Llevaba meses planeando el viaje al Festival de Cosquín. La vida familiar me tenía harto. Trabajaba todo el día sin descanso y sin perspectivas. Apenas podía pagar los gastos... Cuando acaba el mes no quedaba nada y vuelta a empezar. Esa maldita incertidumbre, inventando en el aire.
Pero me encantaba el folklore. El viejo Atahualpa, la Negra, Falú, Zitarrosa. Las zambas, las milongas, ¡las chacareras…! eran mi refugio. El tango no sé… siempre con mala onda. Ese lamento de cornudo irredento.
Todo el año me lo pasaba pensando en el momento de agarrar el coche y salir a la ruta. En casa vivíamos todos apretados: los abuelos, los hijos, el perro. Aquello era un circo. Nos queríamos todos mucho pero, de vez en cuando, era inevitable que surgieran discusiones e intercambios de pareceres por medios no convencionales. La vida familiar, usted ya me entiende...
Los abuelos vivían en una parte más o menos independiente de la casa, pero sus discusiones se oían al detalle. Una pareja que aguanta tantos años se acostumbra a comunicarse de formas que, contempladas por un extraño, resultan inexplicables.
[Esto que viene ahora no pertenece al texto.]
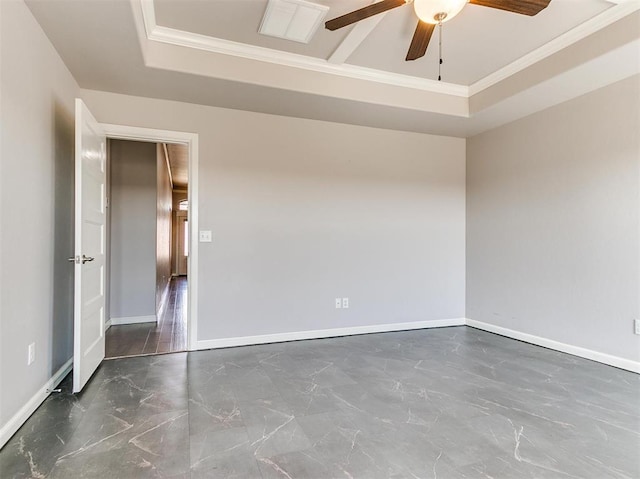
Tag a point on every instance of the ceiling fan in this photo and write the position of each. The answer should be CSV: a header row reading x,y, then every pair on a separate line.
x,y
431,13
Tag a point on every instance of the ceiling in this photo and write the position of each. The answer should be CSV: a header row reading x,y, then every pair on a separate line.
x,y
178,157
498,66
473,44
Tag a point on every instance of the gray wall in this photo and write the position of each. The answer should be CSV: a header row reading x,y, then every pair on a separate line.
x,y
552,222
36,205
304,211
163,226
133,206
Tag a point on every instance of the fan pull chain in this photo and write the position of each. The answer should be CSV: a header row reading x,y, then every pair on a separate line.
x,y
439,50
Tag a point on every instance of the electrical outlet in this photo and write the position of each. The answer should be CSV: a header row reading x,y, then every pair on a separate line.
x,y
31,354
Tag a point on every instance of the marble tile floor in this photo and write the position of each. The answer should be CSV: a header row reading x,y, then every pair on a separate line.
x,y
441,403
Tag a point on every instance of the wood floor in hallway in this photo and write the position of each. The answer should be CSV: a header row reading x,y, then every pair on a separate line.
x,y
168,335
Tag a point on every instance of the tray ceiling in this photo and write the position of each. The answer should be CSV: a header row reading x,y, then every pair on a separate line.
x,y
476,43
498,66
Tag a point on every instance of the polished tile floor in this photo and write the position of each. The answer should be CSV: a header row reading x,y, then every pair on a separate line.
x,y
167,336
440,403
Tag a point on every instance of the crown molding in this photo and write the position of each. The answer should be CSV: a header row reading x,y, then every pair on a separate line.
x,y
183,38
604,19
162,34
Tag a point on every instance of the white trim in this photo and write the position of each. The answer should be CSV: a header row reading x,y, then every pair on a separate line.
x,y
19,418
565,40
326,333
123,132
616,361
159,33
151,318
172,36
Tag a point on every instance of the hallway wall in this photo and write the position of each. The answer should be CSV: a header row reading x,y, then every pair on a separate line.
x,y
133,209
164,209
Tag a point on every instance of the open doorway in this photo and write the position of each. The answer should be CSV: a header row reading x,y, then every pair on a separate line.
x,y
148,247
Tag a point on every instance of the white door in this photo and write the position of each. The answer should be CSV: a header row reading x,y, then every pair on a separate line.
x,y
89,259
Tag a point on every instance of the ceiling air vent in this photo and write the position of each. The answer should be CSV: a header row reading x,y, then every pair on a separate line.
x,y
295,20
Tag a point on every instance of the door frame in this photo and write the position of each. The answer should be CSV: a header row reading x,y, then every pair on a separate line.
x,y
180,242
133,133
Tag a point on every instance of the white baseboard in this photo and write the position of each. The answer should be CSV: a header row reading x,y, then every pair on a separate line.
x,y
325,333
609,359
133,320
19,418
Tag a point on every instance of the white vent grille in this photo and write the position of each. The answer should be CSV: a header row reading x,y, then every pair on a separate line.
x,y
295,20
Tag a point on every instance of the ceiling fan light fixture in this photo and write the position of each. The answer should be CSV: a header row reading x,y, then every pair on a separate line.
x,y
438,11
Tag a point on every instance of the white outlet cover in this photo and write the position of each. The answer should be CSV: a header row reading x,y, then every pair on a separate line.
x,y
31,354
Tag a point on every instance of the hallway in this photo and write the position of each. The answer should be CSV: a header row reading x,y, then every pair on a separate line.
x,y
168,335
El viejo se levantaba todos los días a las 5:30 e iba a la fábrica, donde le esperaba un gigantesco telar y un ruido infernal. Así todos los días de todos los años, todo por un sueldo miserable. Que conservara la cordura y el autocontrol después de tantos años de machaque cotidiano resultaba más que notable.
Fogones que invitan a matear… Nunca pude adaptarme a la gran ciudad. Me voy nomás.
Siempre fui un tipo bastante metódico. Había revisado el coche –un Ford A del tiempo de Upa pero que rodaba que daba gloria verlo–, llevaba el equipo de mate (fundamental), unos cuantos sándwiches y un poco de matambre. A qué más.
La mañana era fresca y bien que temblaba el lucero del alba. Después de todo iba a escuchar zambas hasta decir basta.
Subí al viejo Ford, saqué el cebador, aceleré un par de veces como me había enseñado mi viejo y arranqué. Esperé que se calentara un poco el motor y, cual Fangio ciudadano, ¡rumbo a Córdoba! Allá vamos…
No había recorrido ni cincuenta metros cuando veo por el espejo retrovisor que el abuelo sale corriendo de casa a los gritos.
—¡Me voy con vos…! Esperame…
Aflojé la marcha y esperé que se subiera.
—Dale. ¡Arrancá…!— dijo el viejo.
Aquello resultó totalmente inesperado. Años de vida ordenada. Siempre en pareja a todos lados.
—Pero Don Leizer… ¿no le va a decir nada a la abuela?
—No. Arrancá te digo.
—Se va a preocupar...
—Mirá pibe… la vida está llena de interrupciones y desgracias. Vámonos de joda mientras podamos. ¡Prefiero discutir a la vuelta!